GLC member and former Prime Minister of New Zealand Jenny Shipley spoke out on CNN.com, calling family planning the ‘elephant in the room’ at the Rio+20 summit:
Every second, every day, every year we fail to address demand for reproductive health and family planning services. Lives are lost and girls’ opportunities to thrive and contribute to their country’s development shrink. These are real people. We know that universal access to voluntary family planning services would prevent 150,000 maternal deaths and 25 million abortions every year. This is an issue all governments and negotiators should agree upon if we are serious about sustainable development.

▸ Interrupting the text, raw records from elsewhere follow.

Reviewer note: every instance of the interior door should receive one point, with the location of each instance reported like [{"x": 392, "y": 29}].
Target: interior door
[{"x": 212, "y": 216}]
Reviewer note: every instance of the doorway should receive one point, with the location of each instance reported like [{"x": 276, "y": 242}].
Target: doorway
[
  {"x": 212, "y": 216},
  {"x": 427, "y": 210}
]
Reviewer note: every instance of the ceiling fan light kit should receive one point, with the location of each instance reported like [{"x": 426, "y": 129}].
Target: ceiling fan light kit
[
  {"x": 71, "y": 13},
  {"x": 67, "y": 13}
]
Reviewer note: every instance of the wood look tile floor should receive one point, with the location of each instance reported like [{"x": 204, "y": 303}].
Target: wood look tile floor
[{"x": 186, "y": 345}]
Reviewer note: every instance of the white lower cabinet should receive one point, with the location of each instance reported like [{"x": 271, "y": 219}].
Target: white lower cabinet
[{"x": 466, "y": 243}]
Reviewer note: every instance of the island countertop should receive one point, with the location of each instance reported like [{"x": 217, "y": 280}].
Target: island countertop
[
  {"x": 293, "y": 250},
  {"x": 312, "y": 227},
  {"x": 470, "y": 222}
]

Today, opposition to voluntary family planning can only be attributed at best to outdated thinking, and at worst to a desire to undermine women’s rights.
If the motto of the Rio conference is to be realized, that is, to build “the future we want,” leaders must step up and call for universal access to reproductive health and voluntary family planning for women everywhere who are denied this right.

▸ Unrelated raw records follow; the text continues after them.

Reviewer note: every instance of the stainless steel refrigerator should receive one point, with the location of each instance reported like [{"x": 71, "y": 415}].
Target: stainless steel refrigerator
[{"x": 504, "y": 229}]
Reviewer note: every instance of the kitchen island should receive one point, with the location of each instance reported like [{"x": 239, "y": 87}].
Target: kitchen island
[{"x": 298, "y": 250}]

Consider the wider benefits to our planet. Providing women with the desired cost-effective, low-tech family planning services would not only dramatically reduce pressure on natural resources, increase supplies of food and water, decrease the risk of conflict over other scarce resources and improve ecological health, but scientists estimate such services would cut carbon emissions by up to one-quarter of what’s needed to slow climate change — an outcome equal to ending deforestation around the world, or increasing 40-fold our reliance on wind power.